How to Create Haunting Imagery
Shelia Bender’s use of bantus to spark your writing with imagery.
Looking for a way to spark your writing with imagery? Here's a great suggestion from Sheila Bender. Though the exercise is taken from her book Writing Personal Poetry, any writer can put it to use. Bender writes:
Recently I was standing on a hillside I had looked at years ago from a window at a writers conference. At that conference, I learned a useful exercise from my teacher Robert Hass, who went on to become the United States poet laureate. At the time, he was studying various culture's poetry using a book called Technicians of the Sacred.
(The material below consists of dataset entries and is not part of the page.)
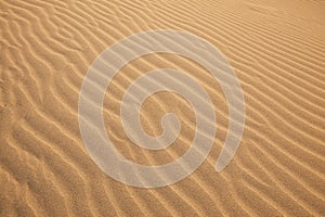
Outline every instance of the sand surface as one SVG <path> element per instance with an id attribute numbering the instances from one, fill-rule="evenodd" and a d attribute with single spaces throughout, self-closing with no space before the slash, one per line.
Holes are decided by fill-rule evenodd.
<path id="1" fill-rule="evenodd" d="M 244 91 L 246 125 L 234 159 L 216 173 L 229 122 L 219 84 L 174 54 L 132 61 L 108 87 L 103 112 L 123 156 L 166 164 L 194 137 L 191 105 L 160 92 L 143 104 L 141 122 L 158 136 L 164 114 L 178 114 L 177 141 L 153 152 L 128 139 L 120 100 L 148 71 L 192 75 L 210 95 L 218 122 L 213 148 L 195 173 L 141 189 L 115 181 L 90 158 L 78 99 L 105 48 L 151 29 L 185 30 L 222 51 Z M 0 216 L 325 216 L 324 1 L 1 0 L 0 47 Z"/>

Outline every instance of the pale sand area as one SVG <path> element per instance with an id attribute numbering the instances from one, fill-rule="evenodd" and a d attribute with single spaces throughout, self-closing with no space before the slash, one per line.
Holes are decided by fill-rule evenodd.
<path id="1" fill-rule="evenodd" d="M 325 216 L 324 1 L 2 0 L 0 24 L 0 216 Z M 106 129 L 136 163 L 181 156 L 195 116 L 179 95 L 157 93 L 142 106 L 153 136 L 167 112 L 182 122 L 164 151 L 133 145 L 119 117 L 133 79 L 181 69 L 216 107 L 216 141 L 198 169 L 174 184 L 140 189 L 105 175 L 86 151 L 78 98 L 89 66 L 112 43 L 151 29 L 208 40 L 240 81 L 245 132 L 222 173 L 214 165 L 227 132 L 223 92 L 205 68 L 173 54 L 146 55 L 119 72 L 106 92 Z"/>

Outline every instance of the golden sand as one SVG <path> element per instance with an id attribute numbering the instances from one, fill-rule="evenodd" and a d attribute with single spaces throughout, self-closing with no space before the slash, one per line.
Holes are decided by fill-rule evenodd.
<path id="1" fill-rule="evenodd" d="M 148 71 L 170 67 L 195 77 L 218 122 L 209 157 L 195 173 L 140 189 L 115 181 L 90 158 L 78 99 L 105 48 L 151 29 L 185 30 L 224 53 L 244 91 L 246 126 L 234 159 L 216 173 L 227 132 L 219 84 L 178 55 L 132 61 L 108 87 L 103 112 L 107 133 L 127 158 L 166 164 L 194 137 L 191 105 L 160 92 L 143 104 L 143 127 L 158 136 L 162 115 L 173 112 L 180 137 L 155 152 L 130 142 L 120 101 Z M 325 216 L 324 1 L 2 0 L 0 34 L 0 216 Z"/>

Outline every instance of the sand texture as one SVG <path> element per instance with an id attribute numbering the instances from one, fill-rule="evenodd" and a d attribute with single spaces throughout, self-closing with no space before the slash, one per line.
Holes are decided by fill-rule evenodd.
<path id="1" fill-rule="evenodd" d="M 127 64 L 107 88 L 103 116 L 128 159 L 161 165 L 183 155 L 195 114 L 159 92 L 141 107 L 148 135 L 176 113 L 181 132 L 165 150 L 134 145 L 120 122 L 132 80 L 157 68 L 193 76 L 210 95 L 217 136 L 187 178 L 141 189 L 104 174 L 80 137 L 78 100 L 95 58 L 152 29 L 185 30 L 227 59 L 243 88 L 245 131 L 234 159 L 214 170 L 229 119 L 218 81 L 176 54 Z M 317 0 L 1 0 L 0 216 L 325 216 L 325 2 Z"/>

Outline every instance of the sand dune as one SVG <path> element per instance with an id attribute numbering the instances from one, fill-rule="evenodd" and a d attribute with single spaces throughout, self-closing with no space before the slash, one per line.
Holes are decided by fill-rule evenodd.
<path id="1" fill-rule="evenodd" d="M 0 216 L 325 216 L 323 1 L 2 0 L 0 8 Z M 195 133 L 191 104 L 160 92 L 141 108 L 143 128 L 160 135 L 161 117 L 172 112 L 182 124 L 179 138 L 162 151 L 129 140 L 120 102 L 132 80 L 150 71 L 192 75 L 217 116 L 213 148 L 195 173 L 141 189 L 115 181 L 90 158 L 78 100 L 89 66 L 105 48 L 151 29 L 185 30 L 220 49 L 240 80 L 246 125 L 234 159 L 216 173 L 229 126 L 220 85 L 176 54 L 130 62 L 107 88 L 103 111 L 107 133 L 126 158 L 172 162 Z"/>

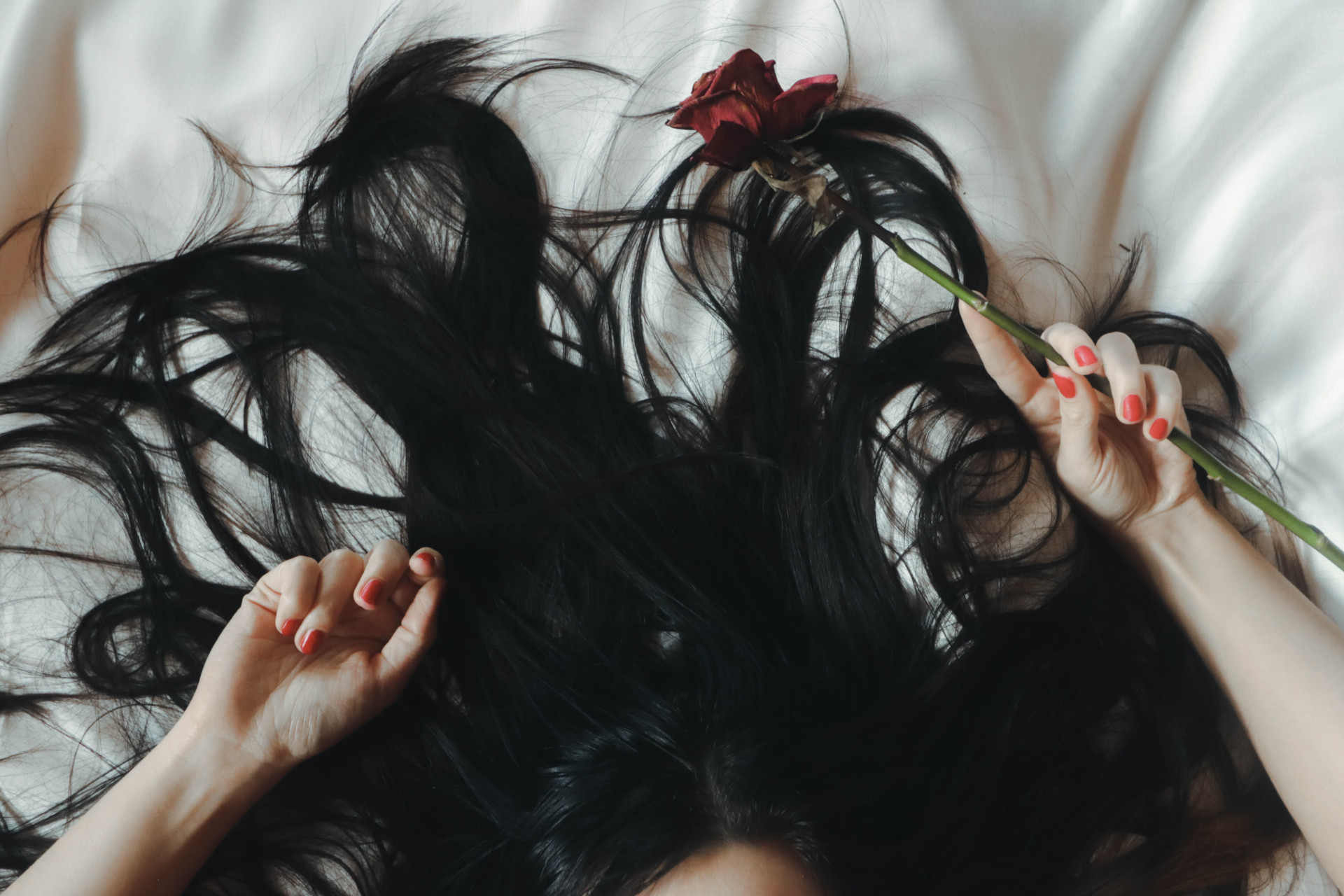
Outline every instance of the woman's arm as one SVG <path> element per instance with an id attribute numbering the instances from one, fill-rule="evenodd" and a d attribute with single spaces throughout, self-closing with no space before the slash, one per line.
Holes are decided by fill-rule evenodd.
<path id="1" fill-rule="evenodd" d="M 1344 633 L 1204 500 L 1176 373 L 1121 333 L 1042 334 L 1067 359 L 1042 377 L 1011 336 L 961 306 L 985 369 L 1035 430 L 1059 481 L 1149 578 L 1236 708 L 1284 805 L 1344 884 Z M 1087 373 L 1103 372 L 1116 400 Z"/>
<path id="2" fill-rule="evenodd" d="M 179 723 L 7 893 L 175 896 L 281 776 Z"/>
<path id="3" fill-rule="evenodd" d="M 442 568 L 380 541 L 262 576 L 177 724 L 7 896 L 180 893 L 262 794 L 405 689 L 434 641 Z"/>
<path id="4" fill-rule="evenodd" d="M 1207 501 L 1121 543 L 1222 682 L 1321 866 L 1344 883 L 1344 631 Z"/>

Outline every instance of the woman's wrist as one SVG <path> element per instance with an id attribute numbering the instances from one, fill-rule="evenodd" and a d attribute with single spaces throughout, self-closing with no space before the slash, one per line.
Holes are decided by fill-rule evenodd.
<path id="1" fill-rule="evenodd" d="M 1156 513 L 1145 514 L 1128 525 L 1103 525 L 1120 552 L 1140 572 L 1152 579 L 1154 568 L 1176 562 L 1188 539 L 1204 539 L 1210 527 L 1224 523 L 1222 514 L 1202 493 Z"/>
<path id="2" fill-rule="evenodd" d="M 8 892 L 175 896 L 282 776 L 184 715 Z"/>
<path id="3" fill-rule="evenodd" d="M 280 783 L 292 766 L 266 762 L 253 751 L 198 720 L 188 708 L 177 724 L 155 747 L 184 771 L 199 770 L 218 785 L 220 797 L 237 794 L 251 797 L 253 802 Z"/>

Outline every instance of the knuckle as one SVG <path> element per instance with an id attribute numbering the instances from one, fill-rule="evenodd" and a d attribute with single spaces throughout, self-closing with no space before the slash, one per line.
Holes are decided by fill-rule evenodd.
<path id="1" fill-rule="evenodd" d="M 324 568 L 325 567 L 331 567 L 331 568 L 337 568 L 337 570 L 339 568 L 351 567 L 351 566 L 355 566 L 355 564 L 359 564 L 360 567 L 363 567 L 364 566 L 364 557 L 362 555 L 359 555 L 359 553 L 355 553 L 349 548 L 336 548 L 335 551 L 332 551 L 331 553 L 328 553 L 327 556 L 324 556 L 323 557 L 323 563 L 321 563 L 321 566 Z"/>
<path id="2" fill-rule="evenodd" d="M 1129 339 L 1126 333 L 1120 330 L 1111 330 L 1109 333 L 1102 333 L 1097 337 L 1097 348 L 1102 352 L 1134 352 L 1134 340 Z"/>

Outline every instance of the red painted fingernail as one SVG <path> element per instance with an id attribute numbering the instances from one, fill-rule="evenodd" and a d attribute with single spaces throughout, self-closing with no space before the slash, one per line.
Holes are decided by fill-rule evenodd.
<path id="1" fill-rule="evenodd" d="M 1064 398 L 1074 396 L 1074 377 L 1068 376 L 1067 373 L 1056 373 L 1056 372 L 1051 372 L 1051 376 L 1055 377 L 1055 386 L 1059 388 L 1060 395 L 1063 395 Z"/>
<path id="2" fill-rule="evenodd" d="M 317 653 L 317 646 L 323 642 L 323 635 L 325 634 L 321 629 L 313 629 L 298 642 L 298 650 L 306 654 Z"/>
<path id="3" fill-rule="evenodd" d="M 359 599 L 371 607 L 378 606 L 378 599 L 383 596 L 383 580 L 370 579 L 364 583 L 364 587 L 359 590 Z"/>

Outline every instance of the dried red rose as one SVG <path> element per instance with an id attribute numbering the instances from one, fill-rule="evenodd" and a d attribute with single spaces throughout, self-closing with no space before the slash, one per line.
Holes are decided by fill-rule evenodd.
<path id="1" fill-rule="evenodd" d="M 668 125 L 695 129 L 704 137 L 698 161 L 742 171 L 759 157 L 766 141 L 806 132 L 836 90 L 835 75 L 804 78 L 781 90 L 774 59 L 766 62 L 751 50 L 739 50 L 696 79 Z"/>

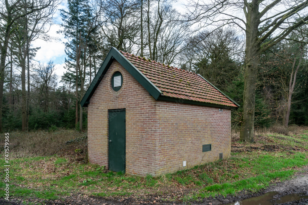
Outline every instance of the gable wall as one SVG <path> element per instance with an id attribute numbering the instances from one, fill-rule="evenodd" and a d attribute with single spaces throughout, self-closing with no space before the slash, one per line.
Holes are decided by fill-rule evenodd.
<path id="1" fill-rule="evenodd" d="M 172 173 L 219 159 L 231 153 L 231 110 L 157 101 L 158 166 L 156 175 Z M 212 144 L 203 152 L 202 145 Z M 186 161 L 183 167 L 183 161 Z"/>
<path id="2" fill-rule="evenodd" d="M 111 85 L 113 73 L 123 76 L 121 89 Z M 91 97 L 88 106 L 88 154 L 90 162 L 108 168 L 108 109 L 126 108 L 126 171 L 131 174 L 154 175 L 156 134 L 156 101 L 115 60 Z"/>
In Africa, he taught us, a tribe called the Bantu has an oral poetic tradition they exercise while working. One person says a line and, in the rhythm of the work, another answers with an assocaition that shows the likeness between two objects or perceptions. "An elephant's tusk cracking" could get the response, "The voice of an angry man." That day, I looked at the hillside, saw wind in the grass and wrote, "Wind through the grass," and answered with the line, "I have the feeling you have written." Here are two-line bantus that students of mine have written in response to this exercise:
Wire hangers on a bar in the closet
Wild geese walking by a lake
Children in a circle on the floor
The beaded necklace
Lizard rustles the jasmine leaves
Father turning pages of "The Sunday NY Times"
The full moon at midnight
China dinner plate in a dark kitchen
Write your own bantus, as many as you can. Try to evoke experiences of sound, taste and smell as well as touch and sight. This exercise is very much like metaphor and simile, but you are free of the need to make images grammatically correct and the results can be haunting.